This is a very well-written book of social conflict. The young village orphan boy Francis Ndidi-Agu, adopted by a priest (who anglicized his surname to Didi) and sponsored to a British education, was able to see the world with a new eye. He realized that in telling themselves they were white when their skin color was actually pink, and in going about brutalizing other peoples in the name of civilization, European culture seemed to be founded on some sort of madness. He divorced himself from his adopted family and refused to become a priest, causing his sponsor priest to write his village that he was dead. He decides to illustrate this madness by announcing that he was GREEN and acting like he owned everybody, and to the extent of killing six white people in cold blood.
He wanted to deceive society by claiming to be mad, and see what would happen in court. But his real reason was found out by a student psychiatrist who was interviewing him, and unfortunately the secret service had used her without her consent, and Didi’s intent was out before the court hearing. He was afterwards jailed for several years, part of them spent in mental prisons. He was released from prison through pressure from friends and deported back to Nigeria, where he was immediately attracted to a father-less family of a mother, son (Obi) and an adopted daughter. He got a teaching job at a college and became a hero of student activism on the one hand, and an enemy of a wealthy politician that saw him as the cause of his daughter’s rebellion, and eventually arranged for his home to be set afire at night with Didi trapped inside.
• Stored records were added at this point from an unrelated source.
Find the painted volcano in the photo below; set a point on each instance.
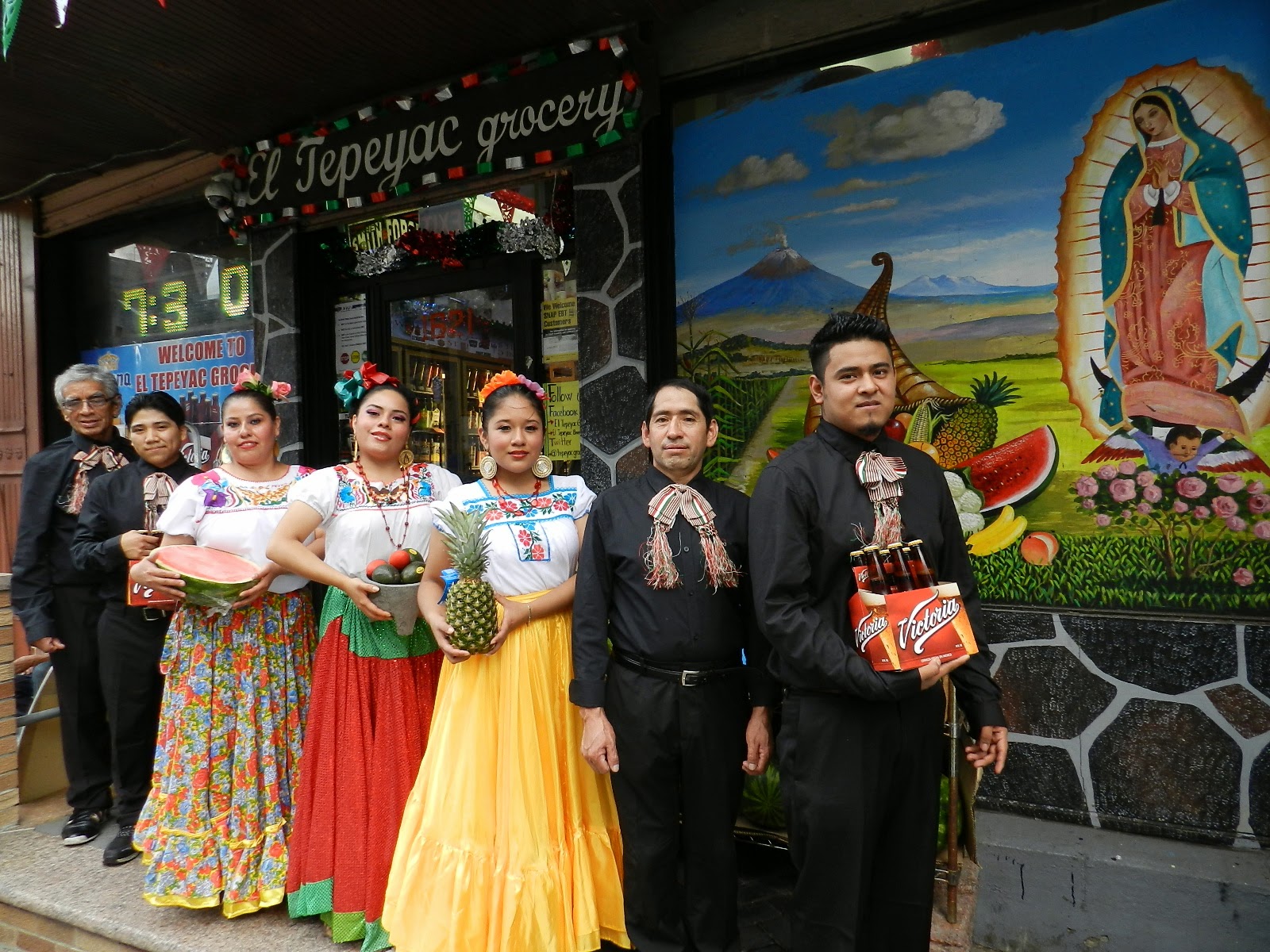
(781, 281)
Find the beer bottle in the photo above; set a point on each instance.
(899, 581)
(918, 565)
(876, 571)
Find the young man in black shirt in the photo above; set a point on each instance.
(57, 603)
(662, 574)
(117, 524)
(860, 750)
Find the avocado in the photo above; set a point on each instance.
(387, 575)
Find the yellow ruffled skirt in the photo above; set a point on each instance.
(510, 841)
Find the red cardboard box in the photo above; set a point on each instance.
(141, 597)
(905, 631)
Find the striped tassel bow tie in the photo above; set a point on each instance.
(660, 562)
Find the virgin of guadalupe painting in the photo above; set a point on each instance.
(1175, 230)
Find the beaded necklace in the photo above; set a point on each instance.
(375, 495)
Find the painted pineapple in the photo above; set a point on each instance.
(470, 606)
(973, 428)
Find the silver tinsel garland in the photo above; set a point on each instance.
(379, 260)
(530, 235)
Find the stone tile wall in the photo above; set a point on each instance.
(36, 933)
(1143, 725)
(613, 344)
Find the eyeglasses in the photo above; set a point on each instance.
(95, 403)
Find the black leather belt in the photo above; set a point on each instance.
(683, 677)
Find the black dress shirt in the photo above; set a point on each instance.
(114, 505)
(802, 517)
(42, 555)
(681, 626)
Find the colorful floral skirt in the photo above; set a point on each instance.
(365, 738)
(214, 828)
(510, 842)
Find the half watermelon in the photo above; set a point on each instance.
(214, 579)
(1015, 473)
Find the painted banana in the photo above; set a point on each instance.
(1003, 533)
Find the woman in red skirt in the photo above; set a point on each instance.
(372, 689)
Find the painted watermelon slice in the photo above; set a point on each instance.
(1015, 473)
(214, 579)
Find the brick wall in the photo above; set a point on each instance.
(8, 714)
(29, 931)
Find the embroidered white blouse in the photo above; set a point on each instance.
(235, 516)
(533, 539)
(357, 530)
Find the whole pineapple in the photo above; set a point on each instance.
(470, 606)
(973, 428)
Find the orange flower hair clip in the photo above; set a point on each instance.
(508, 378)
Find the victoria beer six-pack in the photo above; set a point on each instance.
(901, 616)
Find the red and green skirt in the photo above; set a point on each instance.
(368, 720)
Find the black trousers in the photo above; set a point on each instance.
(679, 750)
(861, 787)
(133, 687)
(76, 670)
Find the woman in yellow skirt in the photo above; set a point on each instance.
(510, 842)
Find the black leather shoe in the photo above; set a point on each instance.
(120, 850)
(84, 827)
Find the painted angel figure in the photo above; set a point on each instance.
(1183, 450)
(1175, 240)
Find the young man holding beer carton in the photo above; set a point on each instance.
(860, 746)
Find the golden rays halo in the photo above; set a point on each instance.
(1223, 105)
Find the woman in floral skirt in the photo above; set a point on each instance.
(214, 831)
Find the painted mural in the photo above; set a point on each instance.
(1070, 238)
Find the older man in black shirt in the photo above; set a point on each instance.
(117, 524)
(662, 577)
(57, 603)
(859, 749)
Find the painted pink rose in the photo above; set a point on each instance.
(1230, 482)
(1191, 486)
(1123, 490)
(1225, 507)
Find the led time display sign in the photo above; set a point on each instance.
(167, 309)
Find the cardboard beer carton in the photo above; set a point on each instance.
(144, 597)
(907, 628)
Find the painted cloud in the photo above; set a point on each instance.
(946, 122)
(755, 171)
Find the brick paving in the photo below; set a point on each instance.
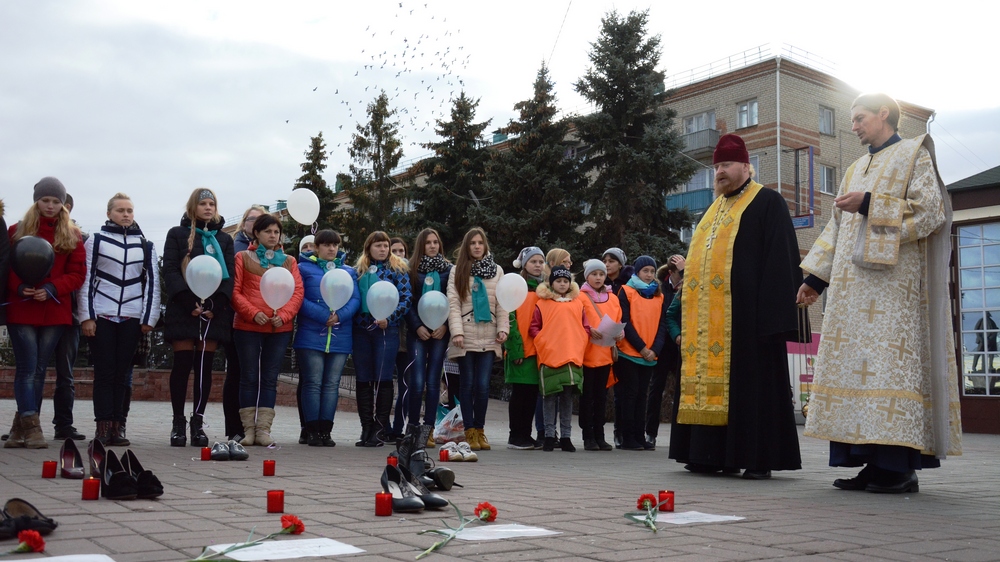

Most of the book was about his arrival in his village and the villagers’ initial assumption that he was a ghost, his growing attraction to Obi and his family, his popularity in the village, schools and country, his confrontation with the Ndumezays, and his death, told in first person by Obi himself, probably after his own return from England under the sponsorship of one of Didi’s friends. The real meat of the story is in the form of a manuscript about Didi’s experience in England which was sent to him in the village by his friend, and which he let Obi read when he was about to die.